Perhaps my first paragraph was directed at the wrong person. However, the second paragraph applies directly to the person I quoted. The person contends that there were multiple opinions/comments that were deleted (wrong to delete them). However, Jeff has mentioned that he did not delete any posts prior to the request to refocus on the original question. The only question deleted was a comment reacting to Jeff's comment and he removed it because it should have gone here, to web feedback and was not germane to the topic/thread. There are at least two people who have brought up deleted posts more than once and they need to be corrected that there have not been deleted posts, but one single deleted post and one that did not contain different perspectives on the OP's situation.
Anonymous
Anonymous wrote:Wait, I can't keep track. Are the "voices in your head" and "share a brain" the same poster? Funny stuff.

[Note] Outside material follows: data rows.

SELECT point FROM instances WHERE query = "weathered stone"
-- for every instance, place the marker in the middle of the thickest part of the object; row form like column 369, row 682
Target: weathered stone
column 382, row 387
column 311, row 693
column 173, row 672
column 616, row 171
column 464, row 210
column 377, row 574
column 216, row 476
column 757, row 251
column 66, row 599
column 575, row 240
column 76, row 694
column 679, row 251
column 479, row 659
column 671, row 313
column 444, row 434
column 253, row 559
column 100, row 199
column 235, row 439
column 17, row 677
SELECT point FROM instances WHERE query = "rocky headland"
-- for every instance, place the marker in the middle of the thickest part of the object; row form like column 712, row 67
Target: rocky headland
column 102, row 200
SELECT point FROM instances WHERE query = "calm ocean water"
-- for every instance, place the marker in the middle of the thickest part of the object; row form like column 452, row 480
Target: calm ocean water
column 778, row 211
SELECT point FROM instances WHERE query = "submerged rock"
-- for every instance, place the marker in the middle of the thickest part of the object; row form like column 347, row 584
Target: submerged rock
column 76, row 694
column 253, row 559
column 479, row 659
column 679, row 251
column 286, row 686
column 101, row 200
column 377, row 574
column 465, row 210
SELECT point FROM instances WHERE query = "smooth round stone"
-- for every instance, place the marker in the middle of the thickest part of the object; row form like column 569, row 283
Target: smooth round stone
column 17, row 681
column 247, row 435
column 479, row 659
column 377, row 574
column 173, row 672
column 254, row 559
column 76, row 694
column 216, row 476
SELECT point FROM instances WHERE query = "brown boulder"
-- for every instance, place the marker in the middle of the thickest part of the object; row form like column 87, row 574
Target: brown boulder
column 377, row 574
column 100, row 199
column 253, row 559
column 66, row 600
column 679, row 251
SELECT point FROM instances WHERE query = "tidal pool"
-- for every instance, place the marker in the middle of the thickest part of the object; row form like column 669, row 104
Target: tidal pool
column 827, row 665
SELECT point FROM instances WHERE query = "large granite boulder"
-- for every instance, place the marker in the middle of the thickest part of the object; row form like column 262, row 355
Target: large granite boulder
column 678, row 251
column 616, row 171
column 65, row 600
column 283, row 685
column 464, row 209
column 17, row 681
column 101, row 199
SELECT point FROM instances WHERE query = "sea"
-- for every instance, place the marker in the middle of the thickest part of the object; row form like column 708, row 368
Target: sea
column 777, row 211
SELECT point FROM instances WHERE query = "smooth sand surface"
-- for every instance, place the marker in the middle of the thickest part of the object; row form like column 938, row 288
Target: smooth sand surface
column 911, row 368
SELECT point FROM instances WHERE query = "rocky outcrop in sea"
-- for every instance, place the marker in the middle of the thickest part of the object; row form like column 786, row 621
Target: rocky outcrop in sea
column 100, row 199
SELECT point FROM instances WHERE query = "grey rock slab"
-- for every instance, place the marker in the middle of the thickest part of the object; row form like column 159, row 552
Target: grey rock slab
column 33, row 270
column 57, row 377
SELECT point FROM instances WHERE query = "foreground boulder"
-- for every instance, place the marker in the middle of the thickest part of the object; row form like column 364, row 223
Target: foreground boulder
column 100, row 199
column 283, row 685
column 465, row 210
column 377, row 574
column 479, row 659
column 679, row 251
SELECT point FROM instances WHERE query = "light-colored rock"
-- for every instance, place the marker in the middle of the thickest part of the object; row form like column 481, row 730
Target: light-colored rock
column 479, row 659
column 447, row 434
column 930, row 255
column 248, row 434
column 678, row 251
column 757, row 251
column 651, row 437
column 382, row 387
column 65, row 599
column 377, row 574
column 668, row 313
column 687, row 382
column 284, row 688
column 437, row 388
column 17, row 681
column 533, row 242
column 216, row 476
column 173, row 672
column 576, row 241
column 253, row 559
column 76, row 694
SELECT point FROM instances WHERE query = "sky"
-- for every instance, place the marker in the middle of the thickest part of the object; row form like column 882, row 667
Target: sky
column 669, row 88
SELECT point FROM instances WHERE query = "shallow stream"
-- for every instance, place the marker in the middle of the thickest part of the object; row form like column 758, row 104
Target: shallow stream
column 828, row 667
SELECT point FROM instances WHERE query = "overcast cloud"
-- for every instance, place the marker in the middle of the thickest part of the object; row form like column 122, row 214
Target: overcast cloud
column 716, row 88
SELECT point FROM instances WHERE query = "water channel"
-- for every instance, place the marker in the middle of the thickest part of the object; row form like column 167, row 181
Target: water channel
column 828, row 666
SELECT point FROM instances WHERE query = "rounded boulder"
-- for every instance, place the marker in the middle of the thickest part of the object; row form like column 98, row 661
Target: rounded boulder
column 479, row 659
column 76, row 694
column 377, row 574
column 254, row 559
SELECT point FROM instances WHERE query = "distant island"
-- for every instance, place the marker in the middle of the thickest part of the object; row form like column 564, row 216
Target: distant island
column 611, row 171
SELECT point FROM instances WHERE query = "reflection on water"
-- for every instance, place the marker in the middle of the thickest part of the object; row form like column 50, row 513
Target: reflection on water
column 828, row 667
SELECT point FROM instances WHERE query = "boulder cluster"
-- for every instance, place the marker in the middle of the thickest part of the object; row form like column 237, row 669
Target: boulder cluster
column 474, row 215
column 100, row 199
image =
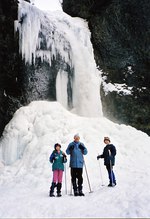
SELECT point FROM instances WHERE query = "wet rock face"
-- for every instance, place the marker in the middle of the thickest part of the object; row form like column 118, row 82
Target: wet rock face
column 120, row 33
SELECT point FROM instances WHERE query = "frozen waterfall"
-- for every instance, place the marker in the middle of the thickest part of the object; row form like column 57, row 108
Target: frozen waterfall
column 57, row 36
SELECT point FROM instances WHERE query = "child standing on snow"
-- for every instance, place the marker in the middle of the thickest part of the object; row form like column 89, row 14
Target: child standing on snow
column 109, row 154
column 57, row 158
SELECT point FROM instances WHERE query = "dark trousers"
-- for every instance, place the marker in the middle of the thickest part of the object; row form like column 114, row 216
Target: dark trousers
column 111, row 174
column 76, row 178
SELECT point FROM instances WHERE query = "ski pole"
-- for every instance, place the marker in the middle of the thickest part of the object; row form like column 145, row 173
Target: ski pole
column 65, row 180
column 71, row 188
column 100, row 172
column 111, row 167
column 87, row 177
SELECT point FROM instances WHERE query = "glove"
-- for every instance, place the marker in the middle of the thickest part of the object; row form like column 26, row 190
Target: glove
column 64, row 155
column 81, row 147
column 99, row 156
column 71, row 148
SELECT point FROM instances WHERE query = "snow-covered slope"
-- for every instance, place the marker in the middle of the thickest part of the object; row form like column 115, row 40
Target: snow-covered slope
column 26, row 176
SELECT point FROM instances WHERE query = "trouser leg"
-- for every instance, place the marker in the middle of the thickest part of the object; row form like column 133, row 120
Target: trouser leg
column 73, row 178
column 111, row 175
column 80, row 178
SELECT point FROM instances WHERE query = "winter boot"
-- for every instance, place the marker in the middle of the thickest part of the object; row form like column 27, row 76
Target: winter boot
column 59, row 185
column 80, row 190
column 76, row 193
column 51, row 192
column 81, row 193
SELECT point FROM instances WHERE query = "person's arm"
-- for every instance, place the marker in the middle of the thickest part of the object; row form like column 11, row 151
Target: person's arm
column 83, row 148
column 64, row 157
column 69, row 148
column 113, row 151
column 101, row 156
column 52, row 158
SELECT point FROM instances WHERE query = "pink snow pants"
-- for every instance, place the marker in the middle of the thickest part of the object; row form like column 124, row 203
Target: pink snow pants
column 57, row 176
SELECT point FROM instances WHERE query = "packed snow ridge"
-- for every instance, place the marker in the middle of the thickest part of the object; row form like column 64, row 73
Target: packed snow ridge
column 25, row 171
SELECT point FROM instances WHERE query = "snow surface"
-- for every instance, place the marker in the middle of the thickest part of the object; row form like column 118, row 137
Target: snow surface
column 48, row 5
column 25, row 171
column 119, row 88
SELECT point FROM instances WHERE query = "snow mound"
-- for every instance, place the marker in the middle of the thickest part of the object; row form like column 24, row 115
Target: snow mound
column 25, row 171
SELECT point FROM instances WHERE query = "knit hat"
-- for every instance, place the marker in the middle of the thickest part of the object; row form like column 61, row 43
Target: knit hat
column 106, row 139
column 76, row 135
column 57, row 144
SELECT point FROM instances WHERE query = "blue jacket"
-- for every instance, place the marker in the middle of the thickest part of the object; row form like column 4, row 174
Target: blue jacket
column 109, row 156
column 76, row 151
column 58, row 160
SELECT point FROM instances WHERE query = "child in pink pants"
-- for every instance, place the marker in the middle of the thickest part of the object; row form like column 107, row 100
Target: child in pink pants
column 57, row 158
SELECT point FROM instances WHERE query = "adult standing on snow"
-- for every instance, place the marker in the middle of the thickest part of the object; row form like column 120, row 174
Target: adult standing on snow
column 109, row 154
column 76, row 149
column 57, row 158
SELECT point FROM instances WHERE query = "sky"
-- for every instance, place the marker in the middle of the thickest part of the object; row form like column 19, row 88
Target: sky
column 48, row 5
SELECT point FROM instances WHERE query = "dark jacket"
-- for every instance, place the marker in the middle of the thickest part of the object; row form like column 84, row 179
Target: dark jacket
column 76, row 151
column 58, row 160
column 109, row 154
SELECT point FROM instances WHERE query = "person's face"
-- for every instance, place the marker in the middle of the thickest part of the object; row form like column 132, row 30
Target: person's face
column 77, row 139
column 57, row 148
column 106, row 141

Nope. See, not so easy to keep track of, huh?
Anonymous
Surprisingly enough editing and censorship are not the same thing.

I would like to thank Jeff for the moderating he does, I posted a thread once that was very personal. All the responses were negative in nature, but some were still extremely helpful. The ones that weren't were just hateful and mean and thankfully were removed by the next morning. I never complained, they were just gone. I can't tell you how much better it felt to know that someone was on my side and keeping things from getting out of control.

Jeff isn't stopping you from having an opinion or a place to vent, he is just keeping the self-important bullying in check cause it is his job. And he even made a place here for you to complain about how he does his job, seriously get over yourselves people, I really isn't free speech issue. When you post something that isn't constructive or necessary it hurts the whole system and when it gets edited out you shouldn't jump down the moderators throat about censorship. Just start your own thread where you can be abusive if that is what gets you off.
Anonymous
Anonymous wrote:
Anonymous wrote:Wait, I can't keep track. Are the "voices in your head" and "share a brain" the same poster? Funny stuff.


Nope. See, not so easy to keep track of, huh?

Why so smug? All I said was that they were funny.